Carter grabbed Ryan’s hair and pulled. Ryan hissed at the stinging of his scalp. He followed it up until his feet were under him, reached out to the walls to steady himself.

Something cold and hard pressed against the skin beneath his ear. Slowly, he turned his head and saw the tall man, a pistol in his hand.

“Come on.” Carter walked through a doorway into a small room. The tall man jabbed the suppressor against Ryan’s ear, telling him to follow.

The room dripped with damp, the wallpaper long rotted and blackened. Through the tiny square of a window, Ryan saw overgrown hedges and shrubs, heard the singing of birds. A cottage somewhere out of the city.

A wooden chair had been fixed to the floor with nails.

“Sit down,” Carter said.

Ryan did so. Carter set about binding his wrists and ankles to the chair’s arms and legs with rope. Ryan smelled his sweat. The hard base of the seat chilled Ryan’s thighs and testicles.

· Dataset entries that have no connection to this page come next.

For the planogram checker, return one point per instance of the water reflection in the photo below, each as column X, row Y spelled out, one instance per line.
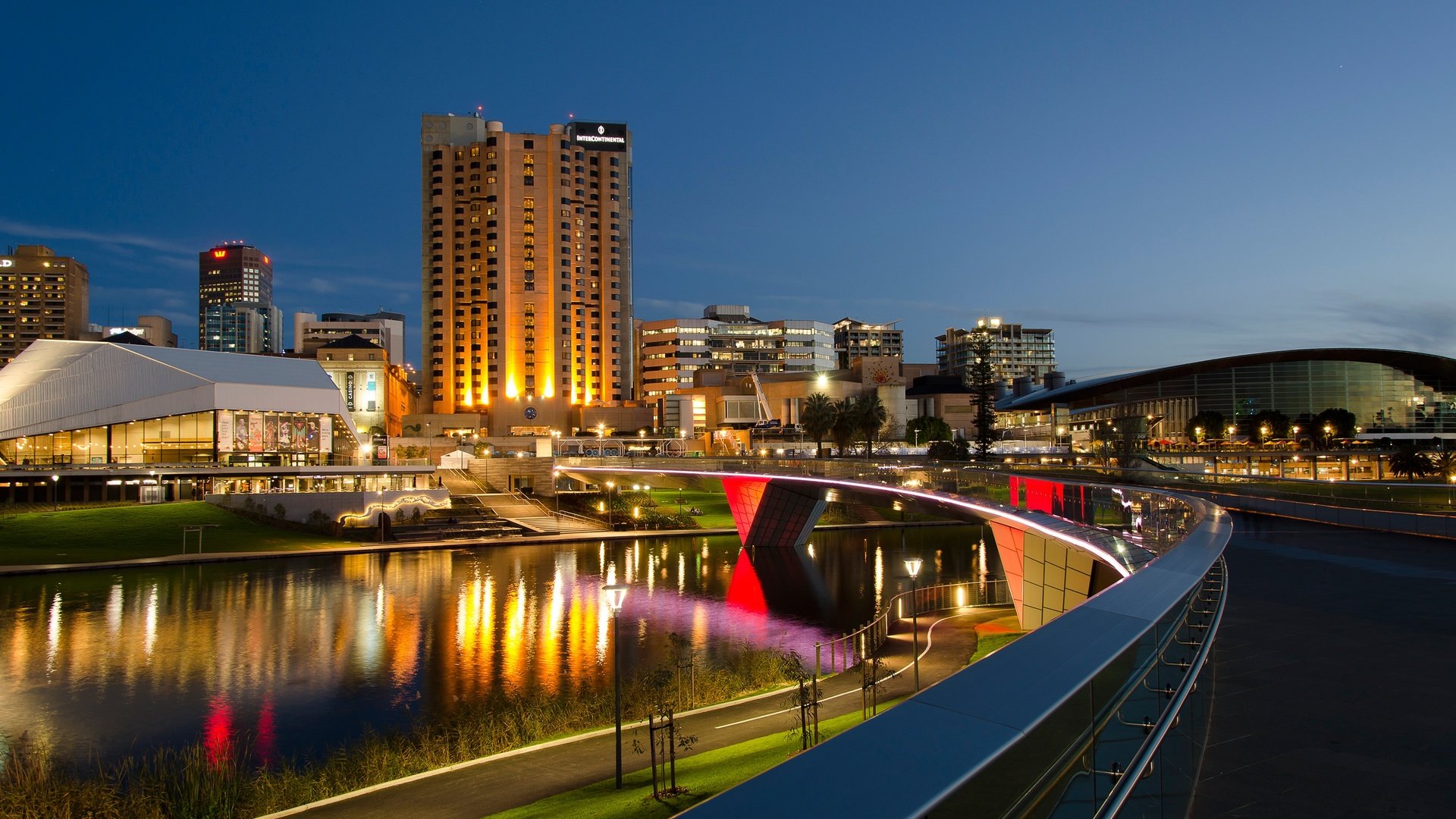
column 306, row 653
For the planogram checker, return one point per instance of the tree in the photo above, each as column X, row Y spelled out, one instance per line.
column 817, row 419
column 1446, row 464
column 927, row 428
column 1267, row 425
column 1410, row 461
column 949, row 450
column 870, row 416
column 1334, row 423
column 1204, row 425
column 843, row 428
column 982, row 379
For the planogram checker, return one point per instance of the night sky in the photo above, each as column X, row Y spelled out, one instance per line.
column 1156, row 183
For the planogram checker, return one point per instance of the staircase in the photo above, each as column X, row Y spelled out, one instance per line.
column 460, row 483
column 535, row 516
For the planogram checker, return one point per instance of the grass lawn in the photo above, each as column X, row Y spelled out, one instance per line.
column 120, row 532
column 714, row 504
column 995, row 634
column 702, row 774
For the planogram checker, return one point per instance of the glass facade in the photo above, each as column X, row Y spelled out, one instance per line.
column 231, row 438
column 1383, row 398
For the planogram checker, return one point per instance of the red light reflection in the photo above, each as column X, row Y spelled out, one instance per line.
column 745, row 591
column 218, row 732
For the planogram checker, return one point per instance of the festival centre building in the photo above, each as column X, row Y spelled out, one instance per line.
column 96, row 420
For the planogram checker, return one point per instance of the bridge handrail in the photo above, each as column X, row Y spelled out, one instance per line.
column 1052, row 722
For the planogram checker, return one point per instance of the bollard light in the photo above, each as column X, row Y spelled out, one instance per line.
column 615, row 596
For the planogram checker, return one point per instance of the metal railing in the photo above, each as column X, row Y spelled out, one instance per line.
column 1103, row 710
column 846, row 651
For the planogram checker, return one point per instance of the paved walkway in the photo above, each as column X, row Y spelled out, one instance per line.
column 1335, row 665
column 514, row 779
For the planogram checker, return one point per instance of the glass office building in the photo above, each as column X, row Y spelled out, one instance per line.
column 1391, row 392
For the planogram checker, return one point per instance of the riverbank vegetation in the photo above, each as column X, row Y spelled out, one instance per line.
column 134, row 531
column 704, row 776
column 223, row 780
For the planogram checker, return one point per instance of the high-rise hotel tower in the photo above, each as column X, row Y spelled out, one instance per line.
column 526, row 270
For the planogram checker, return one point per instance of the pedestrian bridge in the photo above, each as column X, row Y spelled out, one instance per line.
column 1095, row 711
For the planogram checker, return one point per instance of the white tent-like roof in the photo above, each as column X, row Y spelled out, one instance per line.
column 71, row 385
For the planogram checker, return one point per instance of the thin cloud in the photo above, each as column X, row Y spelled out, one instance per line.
column 124, row 240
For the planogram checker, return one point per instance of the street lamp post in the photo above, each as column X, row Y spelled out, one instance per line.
column 913, row 567
column 615, row 598
column 610, row 488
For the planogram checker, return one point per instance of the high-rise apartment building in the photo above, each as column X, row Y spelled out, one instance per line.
column 526, row 260
column 235, row 311
column 727, row 338
column 856, row 340
column 1017, row 352
column 41, row 297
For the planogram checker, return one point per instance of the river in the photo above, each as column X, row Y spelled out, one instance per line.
column 300, row 654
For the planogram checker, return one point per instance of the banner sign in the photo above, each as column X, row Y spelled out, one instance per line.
column 599, row 136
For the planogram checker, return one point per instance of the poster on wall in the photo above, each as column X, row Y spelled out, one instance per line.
column 224, row 431
column 255, row 431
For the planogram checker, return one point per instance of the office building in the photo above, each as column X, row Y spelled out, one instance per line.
column 1017, row 352
column 376, row 391
column 235, row 311
column 41, row 297
column 388, row 330
column 855, row 340
column 727, row 338
column 526, row 270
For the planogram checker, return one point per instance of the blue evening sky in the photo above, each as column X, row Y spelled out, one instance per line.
column 1156, row 183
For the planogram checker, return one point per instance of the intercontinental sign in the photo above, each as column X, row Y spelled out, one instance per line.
column 599, row 136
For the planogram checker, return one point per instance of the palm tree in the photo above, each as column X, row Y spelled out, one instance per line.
column 843, row 428
column 871, row 416
column 817, row 417
column 1446, row 464
column 1410, row 461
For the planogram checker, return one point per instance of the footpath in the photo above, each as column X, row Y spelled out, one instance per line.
column 520, row 777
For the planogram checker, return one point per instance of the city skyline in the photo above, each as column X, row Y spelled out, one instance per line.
column 1156, row 186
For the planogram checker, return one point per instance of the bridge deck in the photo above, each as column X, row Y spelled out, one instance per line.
column 1337, row 661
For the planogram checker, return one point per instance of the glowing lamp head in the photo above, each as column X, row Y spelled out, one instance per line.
column 913, row 566
column 615, row 595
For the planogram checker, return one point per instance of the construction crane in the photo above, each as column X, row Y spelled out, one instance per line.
column 767, row 420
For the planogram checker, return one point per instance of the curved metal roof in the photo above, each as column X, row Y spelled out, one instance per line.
column 64, row 385
column 1420, row 365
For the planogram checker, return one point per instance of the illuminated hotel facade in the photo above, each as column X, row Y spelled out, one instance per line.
column 526, row 271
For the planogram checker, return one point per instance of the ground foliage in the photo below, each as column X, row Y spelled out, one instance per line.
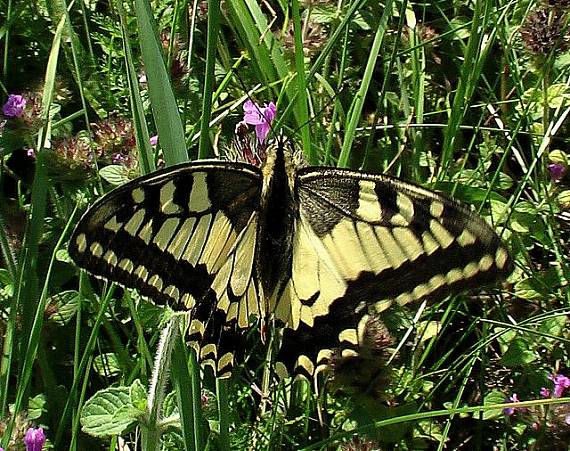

Wallace and the tall man took up their positions, one at each side of the room, weapons held loose at their sides. Carter walked to another door, exited through it, and re-emerged a moment later carrying a metallic block and something that looked like a wand made from aluminium and bright orange rubber. Two cables joined the wand to the block.

Ryan’s heart raced. He steadied his breathing.

Carter set the block on the floor. Ryan felt the impact of its weight on the floorboards through the soles of his feet. He saw the terminals, and the wires wrapped around them, and knew it was a car battery. A small black box with a knurled dial was fixed to the battery with sturdy tape. The wires joined the box to the terminals, and two more wires led from the box to the wand in Carter’s hand.